Usando de prepotência e terror,
cooptando jovens para o tráfico, impôs seu domínio e transformou
aqueles lugares em verdadeiros santuários do crime. Mas, de algum
tempo para cá, policiais moradores
dessas comunidades também se organizaram e, por conta própria, passaram a combater os traficantes e
expulsá-los, tornando-se, desse modo, detentores de um poder ilegal.

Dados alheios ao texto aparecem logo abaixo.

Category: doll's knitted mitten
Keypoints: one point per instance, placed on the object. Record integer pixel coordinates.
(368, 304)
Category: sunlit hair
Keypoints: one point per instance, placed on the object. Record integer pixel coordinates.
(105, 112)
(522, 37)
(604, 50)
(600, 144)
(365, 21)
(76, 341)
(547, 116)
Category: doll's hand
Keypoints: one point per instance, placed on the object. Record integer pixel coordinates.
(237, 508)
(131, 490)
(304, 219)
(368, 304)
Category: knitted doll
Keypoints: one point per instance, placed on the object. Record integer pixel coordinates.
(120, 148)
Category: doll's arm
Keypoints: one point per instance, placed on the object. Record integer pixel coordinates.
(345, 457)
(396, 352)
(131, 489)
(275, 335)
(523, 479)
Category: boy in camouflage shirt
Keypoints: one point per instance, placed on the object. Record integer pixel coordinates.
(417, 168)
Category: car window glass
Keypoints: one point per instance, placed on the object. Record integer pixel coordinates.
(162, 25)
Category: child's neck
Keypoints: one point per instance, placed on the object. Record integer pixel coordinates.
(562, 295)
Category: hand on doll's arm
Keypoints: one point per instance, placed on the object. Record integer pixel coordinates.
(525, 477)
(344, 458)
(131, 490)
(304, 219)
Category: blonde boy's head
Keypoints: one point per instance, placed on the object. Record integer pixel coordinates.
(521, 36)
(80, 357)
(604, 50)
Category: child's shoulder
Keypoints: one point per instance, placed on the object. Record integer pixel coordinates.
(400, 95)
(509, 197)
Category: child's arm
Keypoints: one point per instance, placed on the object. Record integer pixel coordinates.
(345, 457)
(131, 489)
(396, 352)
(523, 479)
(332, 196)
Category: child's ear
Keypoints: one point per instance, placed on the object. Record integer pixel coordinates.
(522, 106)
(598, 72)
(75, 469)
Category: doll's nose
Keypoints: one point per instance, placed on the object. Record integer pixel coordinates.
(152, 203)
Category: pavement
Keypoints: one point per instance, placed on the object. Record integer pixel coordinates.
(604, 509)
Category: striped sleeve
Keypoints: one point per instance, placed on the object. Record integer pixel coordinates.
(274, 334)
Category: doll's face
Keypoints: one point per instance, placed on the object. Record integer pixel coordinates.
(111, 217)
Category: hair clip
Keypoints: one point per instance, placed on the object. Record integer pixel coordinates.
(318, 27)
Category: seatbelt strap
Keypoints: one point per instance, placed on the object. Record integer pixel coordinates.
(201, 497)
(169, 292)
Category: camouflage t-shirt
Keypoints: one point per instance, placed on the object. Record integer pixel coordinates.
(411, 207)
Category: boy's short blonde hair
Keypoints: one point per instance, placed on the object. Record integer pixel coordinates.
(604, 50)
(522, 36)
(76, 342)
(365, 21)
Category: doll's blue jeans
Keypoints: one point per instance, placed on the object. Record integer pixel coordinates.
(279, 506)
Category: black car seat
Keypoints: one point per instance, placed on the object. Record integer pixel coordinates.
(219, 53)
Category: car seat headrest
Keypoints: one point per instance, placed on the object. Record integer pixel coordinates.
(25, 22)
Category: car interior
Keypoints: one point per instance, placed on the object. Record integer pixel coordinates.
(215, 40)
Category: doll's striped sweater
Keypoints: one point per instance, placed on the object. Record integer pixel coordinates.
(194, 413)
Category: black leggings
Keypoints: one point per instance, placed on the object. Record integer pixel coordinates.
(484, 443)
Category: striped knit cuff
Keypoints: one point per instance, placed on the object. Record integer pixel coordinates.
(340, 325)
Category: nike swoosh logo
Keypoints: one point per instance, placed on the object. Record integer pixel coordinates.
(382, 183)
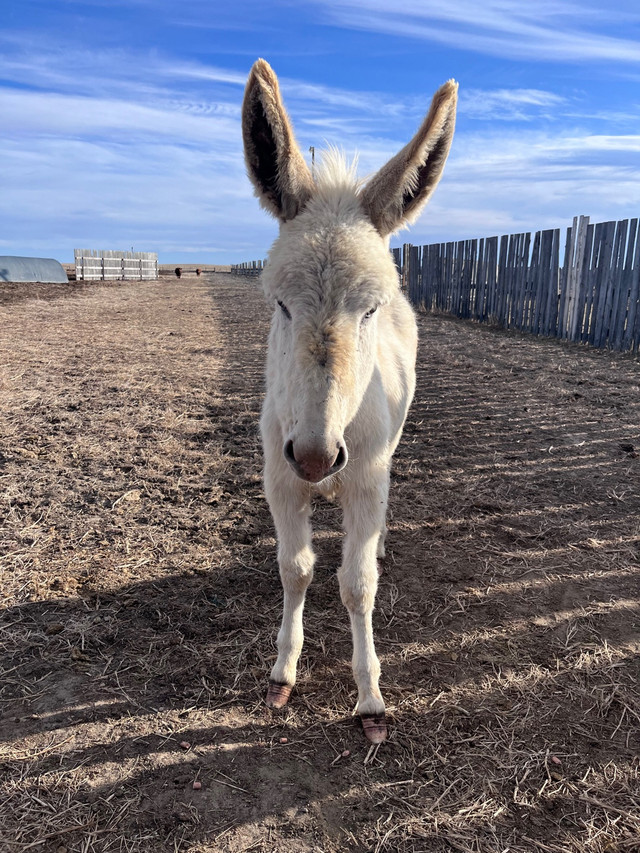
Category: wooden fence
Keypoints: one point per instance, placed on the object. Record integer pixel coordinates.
(248, 268)
(519, 281)
(96, 265)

Apesar de cobrarem da população
"taxas de segurança", contam, em
geral, com o apoio dela, que, sem alternativa, os prefere aos bandidos
drogados. Hoje, milícias clandestinas, integradas por policiais da ativa
e aposentados, além de bombeiros e
agentes penitenciários, dominam
92 favelas e morros do Rio.
Esse assunto está na mídia e, por
isso, me lembrei da conversa que tive com um jovem morador da Baixada Fluminense, num boteco, cinco anos atrás. "Onde eu moro não
tem bandido", garantiu-me ele.
- Como não tem bandido?
Sorriu e, voz baixa, confidenciou:
- Bandido que aparece lá ou se
manda, ou morre, amizade.
E, então, decidiu me contar tudo.
A coisa começou quando um tio dele, então delegado de polícia, prendeu o chefe do tráfico dali. Um ano
depois, o bandido estava em liberdade e matou um filho dele, por vingança. O policial, então, refletiu: "Se
eu prender esse bandido de novo, ele
em breve estará solto pela Justiça e,
dessa vez, quem vai morrer sou eu.
Vou acabar com ele antes". Juntou
alguns policiais de sua confiança e
saiu à caça do bandido até encontrá-lo e liquidá-lo. E isso se tornou uma
norma. Mais tarde, denunciado, resolveu aposentar-se, mas não parou
de perseguir os bandidos da região,
com apoio de comerciantes locais.
Essa deve ter sido uma das primeiras milícias surgidas no Rio, para dar
combate aos traficantes e expulsá-los das comunidades pobres, tornando-se, de fato, um novo problema para a segurança pública.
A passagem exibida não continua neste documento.